What connects ETHC and Litecoin?
In today’s edition, PoW tokens could be nearing the finish line, and Celsius trickery.
Good morning! Welcome to The Daily Moon. It’s a brand new week. The first SEC-approved crypto trading platform is ready for launch. INX Digital has created a regulator-friendly product, INX One. A sanskari exchange. Finally?
The markets were flat. Bitcoin traded at ~$19,100 while Ethereum was at $1,330 levels. Nasdaq fell on recession fears. Back home, Sensex and Nifty extended their losses due to a selloff globally.
Image by Лечение Наркомании from Pixabay
Is it game over for PoW tokens?
Chandler Guo was among the few Ethereum lovers who switched sides in the end. Guo was a miner, after all. His business would have gone bust with the Merge. He initiated a hard fork to launch a new token, Ethereum Proof of Work.
Just for context, ETHW was at an all-time high of $128.25 on August 8. Just over a month later, this forked token ETHW dropped to $6.5 levels.
If someone decided to hold ETHW, the loss would have been deep. There doesn’t seem to be any chance of recovery. The question here: is this just restricted to ETHW, or is there a larger malaise?
The business model behind PoW seems to have run its course. And if ETHW is an indication, there are others that may follow its course. Before we start listing names, why are we making this argument?
What’s the business model for these PoW tokens?
Miners spend computing power to solve complex algorithmic problems. The time and energy spent earn them tokens.
The miners sell these tokens on the market.
The token price rises on demand.
Let’s go back to ETHW for a second. Going from ~$128 to ~$6 is a massive drop. It indicates that something in this three-step process broke. What broke? Thumb rule of running a good business: costs< revenue. This thumb rule is still true but the gap between costs and revenue is closing. And fast.
A few reasons for it:
Increasing power costs.
The selling price of tokens is dropping dramatically.
And this is when we enter this vicious cycle, which caused the price crash.

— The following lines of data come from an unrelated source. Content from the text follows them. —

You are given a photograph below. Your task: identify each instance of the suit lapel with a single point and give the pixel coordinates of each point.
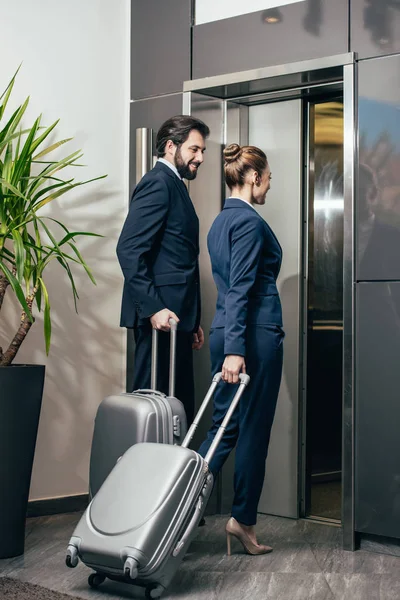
(180, 186)
(185, 195)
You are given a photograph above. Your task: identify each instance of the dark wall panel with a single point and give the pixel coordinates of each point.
(160, 46)
(375, 27)
(378, 200)
(310, 29)
(378, 409)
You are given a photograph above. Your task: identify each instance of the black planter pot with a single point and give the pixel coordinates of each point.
(21, 390)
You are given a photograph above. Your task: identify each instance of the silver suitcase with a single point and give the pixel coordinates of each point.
(141, 522)
(142, 416)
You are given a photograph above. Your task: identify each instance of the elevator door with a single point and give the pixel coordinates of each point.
(276, 129)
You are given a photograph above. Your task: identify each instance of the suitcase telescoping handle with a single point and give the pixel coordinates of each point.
(244, 381)
(172, 359)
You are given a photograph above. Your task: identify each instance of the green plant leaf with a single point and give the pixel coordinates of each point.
(46, 315)
(84, 265)
(19, 255)
(17, 290)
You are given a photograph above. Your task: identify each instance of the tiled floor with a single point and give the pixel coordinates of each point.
(307, 564)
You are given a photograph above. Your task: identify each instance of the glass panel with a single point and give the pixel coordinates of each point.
(325, 311)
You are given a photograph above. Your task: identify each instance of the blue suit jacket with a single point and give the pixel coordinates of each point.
(158, 252)
(246, 258)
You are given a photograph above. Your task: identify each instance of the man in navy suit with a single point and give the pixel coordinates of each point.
(158, 252)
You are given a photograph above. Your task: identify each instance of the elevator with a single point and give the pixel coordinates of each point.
(301, 115)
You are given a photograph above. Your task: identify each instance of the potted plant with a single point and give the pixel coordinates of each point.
(29, 242)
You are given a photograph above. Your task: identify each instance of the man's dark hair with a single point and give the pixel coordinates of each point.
(178, 129)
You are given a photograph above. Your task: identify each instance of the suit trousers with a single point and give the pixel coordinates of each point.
(250, 427)
(184, 388)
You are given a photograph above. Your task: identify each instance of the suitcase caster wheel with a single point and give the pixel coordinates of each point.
(71, 560)
(154, 591)
(131, 568)
(96, 579)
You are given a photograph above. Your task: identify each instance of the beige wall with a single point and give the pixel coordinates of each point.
(76, 66)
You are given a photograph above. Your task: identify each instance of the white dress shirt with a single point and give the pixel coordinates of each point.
(170, 165)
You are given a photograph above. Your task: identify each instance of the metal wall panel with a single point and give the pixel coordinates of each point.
(311, 29)
(378, 409)
(378, 201)
(149, 113)
(160, 46)
(374, 27)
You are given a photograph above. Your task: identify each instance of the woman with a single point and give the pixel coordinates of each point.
(246, 334)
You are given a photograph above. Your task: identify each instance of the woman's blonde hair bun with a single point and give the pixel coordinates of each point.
(232, 153)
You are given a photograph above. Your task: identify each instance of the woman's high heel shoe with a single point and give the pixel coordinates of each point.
(234, 529)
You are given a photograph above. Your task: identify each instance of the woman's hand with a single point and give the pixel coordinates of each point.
(233, 365)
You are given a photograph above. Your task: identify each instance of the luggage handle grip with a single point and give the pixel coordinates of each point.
(244, 381)
(172, 361)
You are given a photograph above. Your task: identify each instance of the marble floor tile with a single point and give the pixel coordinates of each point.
(286, 558)
(364, 587)
(336, 560)
(308, 563)
(296, 586)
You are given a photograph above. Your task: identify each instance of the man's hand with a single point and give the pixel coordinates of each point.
(198, 339)
(233, 365)
(161, 319)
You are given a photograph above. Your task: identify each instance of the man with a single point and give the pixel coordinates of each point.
(158, 252)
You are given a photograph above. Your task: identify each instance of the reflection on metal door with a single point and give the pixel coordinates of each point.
(276, 129)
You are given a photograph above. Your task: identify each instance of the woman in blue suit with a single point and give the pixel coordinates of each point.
(246, 334)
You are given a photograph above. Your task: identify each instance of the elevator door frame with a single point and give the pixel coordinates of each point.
(281, 83)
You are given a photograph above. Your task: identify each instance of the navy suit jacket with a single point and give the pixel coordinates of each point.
(158, 252)
(246, 258)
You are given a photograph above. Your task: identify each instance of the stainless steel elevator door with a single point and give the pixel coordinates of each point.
(277, 129)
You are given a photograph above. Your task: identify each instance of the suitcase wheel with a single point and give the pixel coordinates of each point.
(72, 559)
(96, 579)
(154, 591)
(131, 568)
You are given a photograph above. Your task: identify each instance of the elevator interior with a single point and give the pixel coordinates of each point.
(298, 120)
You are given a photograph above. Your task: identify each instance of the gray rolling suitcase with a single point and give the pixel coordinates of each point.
(123, 420)
(140, 524)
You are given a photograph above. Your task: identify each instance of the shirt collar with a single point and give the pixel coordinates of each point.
(171, 166)
(237, 198)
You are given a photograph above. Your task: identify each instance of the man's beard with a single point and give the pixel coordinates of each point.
(183, 168)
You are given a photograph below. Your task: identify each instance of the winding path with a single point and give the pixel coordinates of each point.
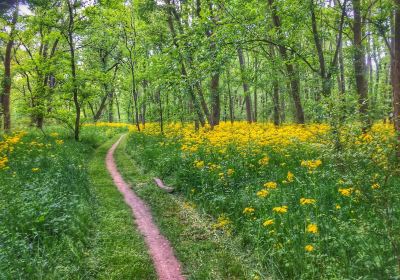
(166, 264)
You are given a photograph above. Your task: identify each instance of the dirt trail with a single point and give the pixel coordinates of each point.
(165, 262)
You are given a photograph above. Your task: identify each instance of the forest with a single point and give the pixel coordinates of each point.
(274, 124)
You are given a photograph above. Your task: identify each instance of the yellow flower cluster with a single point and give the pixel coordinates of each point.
(312, 228)
(305, 201)
(241, 134)
(271, 185)
(268, 222)
(7, 146)
(262, 193)
(248, 210)
(280, 209)
(311, 164)
(346, 191)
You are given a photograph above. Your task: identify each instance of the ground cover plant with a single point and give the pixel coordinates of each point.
(59, 210)
(308, 203)
(44, 206)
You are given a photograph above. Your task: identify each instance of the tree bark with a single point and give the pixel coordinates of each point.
(5, 97)
(71, 43)
(396, 71)
(293, 75)
(276, 102)
(359, 64)
(247, 98)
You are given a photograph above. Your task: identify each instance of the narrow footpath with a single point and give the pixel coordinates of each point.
(167, 265)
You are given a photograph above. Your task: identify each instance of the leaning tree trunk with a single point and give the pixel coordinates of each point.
(5, 97)
(396, 71)
(247, 97)
(359, 64)
(71, 43)
(293, 75)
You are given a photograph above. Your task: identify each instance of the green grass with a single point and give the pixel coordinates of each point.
(118, 250)
(61, 217)
(354, 193)
(45, 208)
(204, 253)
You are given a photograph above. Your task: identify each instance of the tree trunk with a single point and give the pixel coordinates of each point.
(360, 70)
(5, 98)
(255, 101)
(71, 43)
(247, 97)
(293, 75)
(276, 102)
(396, 72)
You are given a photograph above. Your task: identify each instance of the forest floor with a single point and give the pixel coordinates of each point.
(203, 253)
(165, 262)
(249, 202)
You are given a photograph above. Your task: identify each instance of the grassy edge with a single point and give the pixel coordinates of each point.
(118, 250)
(204, 253)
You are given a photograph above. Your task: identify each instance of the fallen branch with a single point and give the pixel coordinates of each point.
(162, 186)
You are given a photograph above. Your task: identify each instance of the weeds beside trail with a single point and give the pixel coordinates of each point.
(203, 253)
(118, 250)
(59, 217)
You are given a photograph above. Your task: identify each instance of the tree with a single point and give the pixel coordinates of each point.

This holds true for not just ETHW. But for everyone on the PoW list, which includes Monero, Litecoin, and Ethereum Classic. Bitcoin is a PoW token too. But we’ll leave it out of the argument for a bit.
Let talk costs
Electricity and hardware make PoW tokens unprofitable. Take Monero, for instance. After investing between $5,000-20,000 to buy hardware, its average daily mining revenue is $1.05. But electricity takes up $1.08 so miners barely make any money.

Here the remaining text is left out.